Monday, April 12, 2010

Agatha Christie's Writing Method was Deranged


So says Slate and a new book by a Christie scholar.

From the piece...

Agatha didn't sit at a pristine desk neatly typing her novels, Chapter 1 followed by Chapter 2, and so on, before donning gloves and descending at 6 p.m. for a sherry. In Agatha Christie's Secret Notebooks, John Curran, a Christie expert who has trawled through 73 of the author's previously unread notebooks, reveals the utter derangement in Christie's method.

Her less-than-refined writerly day began with finding her notebook, which surely she'd left right there. Then, having found a notebook (not the one she'd used yesterday), and staring in stunned amazement at the illegible chicken scratchings therein, she would finally settle down to jab at elusive characters and oil creaky plots. Most astonishing, Curran discovers that for all her assured skewering of human character in a finished novel, sometimes when Christie started her books, even she didn't know who the murderer was. Ah! It makes sense—a brilliant mystery writer must first experience the mystery! Or does it?

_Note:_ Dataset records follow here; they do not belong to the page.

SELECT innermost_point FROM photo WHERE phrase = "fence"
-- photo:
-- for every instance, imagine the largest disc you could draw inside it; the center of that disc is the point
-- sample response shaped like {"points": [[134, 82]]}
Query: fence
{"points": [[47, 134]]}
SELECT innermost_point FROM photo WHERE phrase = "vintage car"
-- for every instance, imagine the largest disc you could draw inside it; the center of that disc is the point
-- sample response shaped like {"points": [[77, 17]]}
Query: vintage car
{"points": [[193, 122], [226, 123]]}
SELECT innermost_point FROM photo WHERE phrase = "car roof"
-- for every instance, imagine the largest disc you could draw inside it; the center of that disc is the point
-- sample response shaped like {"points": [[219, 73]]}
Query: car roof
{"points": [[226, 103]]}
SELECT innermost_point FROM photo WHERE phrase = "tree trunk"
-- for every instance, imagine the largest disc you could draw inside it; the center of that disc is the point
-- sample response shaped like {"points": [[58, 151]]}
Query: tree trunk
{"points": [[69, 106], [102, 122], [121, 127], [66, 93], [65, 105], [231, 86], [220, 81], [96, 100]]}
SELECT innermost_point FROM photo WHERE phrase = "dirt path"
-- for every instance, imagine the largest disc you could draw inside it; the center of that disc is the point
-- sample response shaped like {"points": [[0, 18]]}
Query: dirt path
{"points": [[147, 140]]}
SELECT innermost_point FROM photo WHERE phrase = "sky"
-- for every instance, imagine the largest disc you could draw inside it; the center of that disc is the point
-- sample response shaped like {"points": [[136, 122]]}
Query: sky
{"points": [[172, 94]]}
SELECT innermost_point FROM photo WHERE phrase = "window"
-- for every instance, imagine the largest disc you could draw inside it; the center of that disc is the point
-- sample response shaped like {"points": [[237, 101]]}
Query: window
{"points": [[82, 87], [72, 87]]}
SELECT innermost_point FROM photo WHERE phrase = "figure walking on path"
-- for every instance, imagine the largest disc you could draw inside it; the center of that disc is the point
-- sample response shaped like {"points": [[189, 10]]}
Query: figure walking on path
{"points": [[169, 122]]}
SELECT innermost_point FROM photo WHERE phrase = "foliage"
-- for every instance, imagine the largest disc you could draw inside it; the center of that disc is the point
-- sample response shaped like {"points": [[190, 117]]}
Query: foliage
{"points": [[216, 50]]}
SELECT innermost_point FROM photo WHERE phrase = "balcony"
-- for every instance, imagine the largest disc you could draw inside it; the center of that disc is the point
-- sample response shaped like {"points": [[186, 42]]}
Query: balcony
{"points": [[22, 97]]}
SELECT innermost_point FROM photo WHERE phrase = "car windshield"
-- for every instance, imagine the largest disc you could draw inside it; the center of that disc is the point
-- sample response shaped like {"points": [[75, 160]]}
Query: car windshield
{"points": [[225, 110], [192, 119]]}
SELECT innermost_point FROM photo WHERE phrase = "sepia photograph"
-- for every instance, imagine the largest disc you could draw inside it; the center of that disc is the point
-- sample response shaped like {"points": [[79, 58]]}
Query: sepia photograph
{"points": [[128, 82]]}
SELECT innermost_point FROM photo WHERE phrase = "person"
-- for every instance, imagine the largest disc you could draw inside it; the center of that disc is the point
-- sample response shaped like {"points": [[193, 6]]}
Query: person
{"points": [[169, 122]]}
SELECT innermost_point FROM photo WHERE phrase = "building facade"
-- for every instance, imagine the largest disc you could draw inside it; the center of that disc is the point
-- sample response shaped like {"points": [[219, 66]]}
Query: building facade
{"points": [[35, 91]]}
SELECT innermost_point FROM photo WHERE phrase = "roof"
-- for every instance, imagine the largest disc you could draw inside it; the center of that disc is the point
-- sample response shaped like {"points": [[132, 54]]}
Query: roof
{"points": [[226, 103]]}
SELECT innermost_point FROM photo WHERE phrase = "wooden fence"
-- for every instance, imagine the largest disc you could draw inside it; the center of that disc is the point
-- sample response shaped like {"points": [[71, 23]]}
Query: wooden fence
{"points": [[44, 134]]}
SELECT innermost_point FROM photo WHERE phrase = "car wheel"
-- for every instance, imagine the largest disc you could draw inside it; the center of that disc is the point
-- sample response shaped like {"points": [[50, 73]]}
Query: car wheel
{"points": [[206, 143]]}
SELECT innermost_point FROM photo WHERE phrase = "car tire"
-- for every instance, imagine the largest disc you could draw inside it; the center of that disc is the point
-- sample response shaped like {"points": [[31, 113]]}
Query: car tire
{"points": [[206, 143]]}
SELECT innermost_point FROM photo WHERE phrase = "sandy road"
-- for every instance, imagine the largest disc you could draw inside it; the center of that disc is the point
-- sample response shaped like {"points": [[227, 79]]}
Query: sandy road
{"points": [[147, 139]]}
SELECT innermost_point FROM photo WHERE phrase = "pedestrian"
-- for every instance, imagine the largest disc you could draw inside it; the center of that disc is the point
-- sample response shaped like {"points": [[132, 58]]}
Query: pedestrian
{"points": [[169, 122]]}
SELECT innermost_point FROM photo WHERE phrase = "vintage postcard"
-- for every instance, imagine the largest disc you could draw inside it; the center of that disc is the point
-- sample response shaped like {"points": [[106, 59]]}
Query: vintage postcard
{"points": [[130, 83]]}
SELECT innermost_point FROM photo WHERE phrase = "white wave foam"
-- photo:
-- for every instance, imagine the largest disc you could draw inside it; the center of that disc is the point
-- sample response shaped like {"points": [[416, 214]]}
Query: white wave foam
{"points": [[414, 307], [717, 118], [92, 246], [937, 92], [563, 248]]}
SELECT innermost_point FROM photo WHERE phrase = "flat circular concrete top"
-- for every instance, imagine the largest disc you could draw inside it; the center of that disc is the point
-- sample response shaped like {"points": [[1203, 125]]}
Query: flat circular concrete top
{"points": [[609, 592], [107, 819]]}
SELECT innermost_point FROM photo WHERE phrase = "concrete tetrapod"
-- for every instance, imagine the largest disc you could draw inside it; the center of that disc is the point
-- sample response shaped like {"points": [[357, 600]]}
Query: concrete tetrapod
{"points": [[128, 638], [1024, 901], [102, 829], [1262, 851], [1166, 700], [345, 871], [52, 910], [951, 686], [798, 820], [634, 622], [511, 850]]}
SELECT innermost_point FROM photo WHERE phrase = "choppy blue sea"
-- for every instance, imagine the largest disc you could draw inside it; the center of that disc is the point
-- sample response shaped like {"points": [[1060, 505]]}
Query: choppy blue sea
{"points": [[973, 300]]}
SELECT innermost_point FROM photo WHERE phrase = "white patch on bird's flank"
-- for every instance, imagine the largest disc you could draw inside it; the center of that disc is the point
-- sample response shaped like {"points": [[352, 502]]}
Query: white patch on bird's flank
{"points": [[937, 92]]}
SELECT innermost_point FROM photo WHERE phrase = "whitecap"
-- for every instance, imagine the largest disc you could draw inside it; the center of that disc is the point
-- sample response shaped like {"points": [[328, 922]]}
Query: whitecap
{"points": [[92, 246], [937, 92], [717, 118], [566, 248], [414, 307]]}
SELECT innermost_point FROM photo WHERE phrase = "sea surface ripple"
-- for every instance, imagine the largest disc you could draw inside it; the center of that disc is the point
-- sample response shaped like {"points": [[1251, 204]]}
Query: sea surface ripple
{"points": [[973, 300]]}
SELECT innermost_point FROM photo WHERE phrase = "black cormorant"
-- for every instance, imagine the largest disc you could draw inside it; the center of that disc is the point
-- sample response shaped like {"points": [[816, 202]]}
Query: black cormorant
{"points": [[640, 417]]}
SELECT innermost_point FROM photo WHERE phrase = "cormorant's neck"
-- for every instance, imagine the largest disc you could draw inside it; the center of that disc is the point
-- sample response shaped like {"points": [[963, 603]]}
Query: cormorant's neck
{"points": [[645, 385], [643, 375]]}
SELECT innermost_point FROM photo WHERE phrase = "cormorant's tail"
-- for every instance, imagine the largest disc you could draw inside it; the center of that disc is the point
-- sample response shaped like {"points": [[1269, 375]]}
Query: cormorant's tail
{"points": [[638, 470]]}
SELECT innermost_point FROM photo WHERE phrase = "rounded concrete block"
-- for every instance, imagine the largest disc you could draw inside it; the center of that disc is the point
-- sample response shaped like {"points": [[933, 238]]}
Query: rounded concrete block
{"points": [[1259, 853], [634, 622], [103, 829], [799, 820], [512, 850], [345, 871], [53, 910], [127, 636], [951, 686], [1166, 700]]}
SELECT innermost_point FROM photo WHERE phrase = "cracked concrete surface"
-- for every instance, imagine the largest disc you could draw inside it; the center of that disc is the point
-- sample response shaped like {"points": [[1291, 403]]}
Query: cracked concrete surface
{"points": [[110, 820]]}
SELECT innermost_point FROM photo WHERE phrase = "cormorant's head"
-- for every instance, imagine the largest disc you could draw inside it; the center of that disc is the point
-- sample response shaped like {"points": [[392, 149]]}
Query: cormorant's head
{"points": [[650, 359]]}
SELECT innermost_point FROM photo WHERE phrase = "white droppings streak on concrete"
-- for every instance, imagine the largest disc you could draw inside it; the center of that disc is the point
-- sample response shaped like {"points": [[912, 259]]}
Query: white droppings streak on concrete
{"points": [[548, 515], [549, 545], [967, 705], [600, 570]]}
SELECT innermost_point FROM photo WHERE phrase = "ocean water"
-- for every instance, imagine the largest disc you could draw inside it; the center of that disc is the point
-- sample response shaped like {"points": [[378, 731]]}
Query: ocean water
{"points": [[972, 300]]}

Curran stumbled on the notebooks while spending a weekend with Christie's grandson, Mathew Prichard, and his family at Greenway, the family's holiday home. He quickly became obsessed, spending most of that weekend and then the next four years using the notebooks to trace the development of Christie's story ideas and map the events and objects of her life onto her art. The notebooks contain thousands of ideas, many dated years before the work they appeared in was finished, few of them consecutive, since she scribbled in whichever was nearest to hand. At any one time, Christie would have half a dozen notebooks going.

Christie's promiscuous note-taking meant that any one novel or play might be distributed over multiple notebooks and many, many years. Christie used Notebook 3 for at least 17 years and 17 novels.